A caroling session sprinkled with occasional reminiscences, Irish Repertory Theater’s “A Child’s Christmas in Wales” adapts theDylan Thomas prose poem into a play with plenty of hymns.
Five actors, clad in red and green, and an accompanist are crammed onto a cozy stage with presents, wreaths, a roaring hearth and a half-dozen Christmas trees. (How they found room for the piano is anyone’s guess.) Chief among the players, attired in a grandfatherly cardigan, is John Cullum, who holds an oversized book in his lap and occasionally seems to be checking his place. No matter. This sweet and modest show conjures plenty of good will toward men, Mr. Cullum very much included.
Thomas’s work is a cavalcade of imagery and sensation — the snowy sights, smells and sounds that marked the Christmases of his boyhood. “All the Christmases roll down the hill towards the Welsh-speaking sea, like a snowball whiter and bigger and rounder, like a cold and headlong moon bundling down the sky that was our street,” Mr. Cullum recites. The actors take the prose parts in turn, though Ashley Robinson (a sweetly likable actor, though overly fond of hair gel) most often plays Thomas as a boy. This is a change from last year’s “A Christmas Memory,”in which Mr. Robinson played the adult version of the narrator of that Truman Capote story.

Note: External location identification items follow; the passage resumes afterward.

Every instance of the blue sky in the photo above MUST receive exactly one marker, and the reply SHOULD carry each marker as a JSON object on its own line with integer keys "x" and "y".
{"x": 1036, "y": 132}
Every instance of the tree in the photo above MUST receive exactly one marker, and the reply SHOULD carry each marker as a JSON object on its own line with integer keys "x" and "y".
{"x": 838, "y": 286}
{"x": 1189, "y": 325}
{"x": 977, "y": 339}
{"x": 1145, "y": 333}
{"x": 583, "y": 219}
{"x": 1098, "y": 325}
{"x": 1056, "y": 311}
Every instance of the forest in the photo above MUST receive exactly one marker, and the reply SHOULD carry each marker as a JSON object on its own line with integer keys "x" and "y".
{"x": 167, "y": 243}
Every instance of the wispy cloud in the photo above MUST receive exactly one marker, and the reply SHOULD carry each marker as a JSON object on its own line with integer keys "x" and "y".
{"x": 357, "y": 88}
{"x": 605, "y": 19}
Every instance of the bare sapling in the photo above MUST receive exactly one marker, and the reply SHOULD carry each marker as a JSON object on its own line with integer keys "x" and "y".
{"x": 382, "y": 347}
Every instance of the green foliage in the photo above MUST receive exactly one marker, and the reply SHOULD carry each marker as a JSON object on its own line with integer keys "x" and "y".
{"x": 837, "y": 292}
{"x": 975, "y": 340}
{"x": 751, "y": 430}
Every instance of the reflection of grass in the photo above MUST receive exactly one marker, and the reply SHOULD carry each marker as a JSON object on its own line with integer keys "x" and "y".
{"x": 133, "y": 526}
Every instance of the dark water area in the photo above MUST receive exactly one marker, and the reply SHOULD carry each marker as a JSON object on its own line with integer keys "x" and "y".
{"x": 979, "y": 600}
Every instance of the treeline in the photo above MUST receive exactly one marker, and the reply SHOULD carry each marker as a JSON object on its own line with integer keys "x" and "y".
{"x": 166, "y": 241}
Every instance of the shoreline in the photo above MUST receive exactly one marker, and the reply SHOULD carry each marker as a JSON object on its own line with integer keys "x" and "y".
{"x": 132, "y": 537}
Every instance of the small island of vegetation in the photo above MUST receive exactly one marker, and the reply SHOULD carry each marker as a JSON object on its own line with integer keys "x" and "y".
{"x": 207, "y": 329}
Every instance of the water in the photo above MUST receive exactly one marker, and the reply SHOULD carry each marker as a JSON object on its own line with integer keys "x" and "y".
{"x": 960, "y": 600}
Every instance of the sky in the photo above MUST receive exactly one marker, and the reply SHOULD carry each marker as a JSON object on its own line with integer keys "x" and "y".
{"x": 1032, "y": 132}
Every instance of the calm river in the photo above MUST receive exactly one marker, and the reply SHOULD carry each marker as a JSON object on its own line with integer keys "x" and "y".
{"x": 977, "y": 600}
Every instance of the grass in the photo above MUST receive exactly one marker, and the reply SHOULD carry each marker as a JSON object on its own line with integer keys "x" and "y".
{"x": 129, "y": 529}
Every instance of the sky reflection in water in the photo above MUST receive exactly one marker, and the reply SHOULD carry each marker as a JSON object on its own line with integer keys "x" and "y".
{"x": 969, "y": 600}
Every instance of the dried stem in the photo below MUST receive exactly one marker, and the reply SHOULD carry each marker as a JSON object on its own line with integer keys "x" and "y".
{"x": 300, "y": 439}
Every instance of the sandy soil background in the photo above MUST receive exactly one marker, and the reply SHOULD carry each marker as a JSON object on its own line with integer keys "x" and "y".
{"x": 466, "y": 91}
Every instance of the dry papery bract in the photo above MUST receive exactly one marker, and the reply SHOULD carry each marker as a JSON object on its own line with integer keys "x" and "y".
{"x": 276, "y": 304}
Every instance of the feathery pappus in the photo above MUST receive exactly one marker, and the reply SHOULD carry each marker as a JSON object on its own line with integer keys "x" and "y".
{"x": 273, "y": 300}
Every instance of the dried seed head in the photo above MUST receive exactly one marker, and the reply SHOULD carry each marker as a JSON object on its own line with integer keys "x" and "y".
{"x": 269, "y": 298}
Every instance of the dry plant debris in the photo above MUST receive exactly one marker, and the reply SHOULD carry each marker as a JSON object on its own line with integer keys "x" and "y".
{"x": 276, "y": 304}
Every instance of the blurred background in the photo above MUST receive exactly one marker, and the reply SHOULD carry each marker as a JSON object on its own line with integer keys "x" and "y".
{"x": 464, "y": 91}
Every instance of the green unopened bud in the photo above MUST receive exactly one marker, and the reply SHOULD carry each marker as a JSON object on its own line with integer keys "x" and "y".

The descriptions of treats and toys are evocative, the carols appealingly sung, the cast charming. No one attempts the Welsh accent with which Thomas read his own work, but two of the songs are sung in Welsh: a version of “Silent Night” and the hymn “Calon Lân.” A few of the tunes are by the show’s director, Charlotte Moore, who adapted Thomas’s poem for the stage. Her tone is occasionally a little treacly, but then again, so is Christmas. Figgy pudding for all!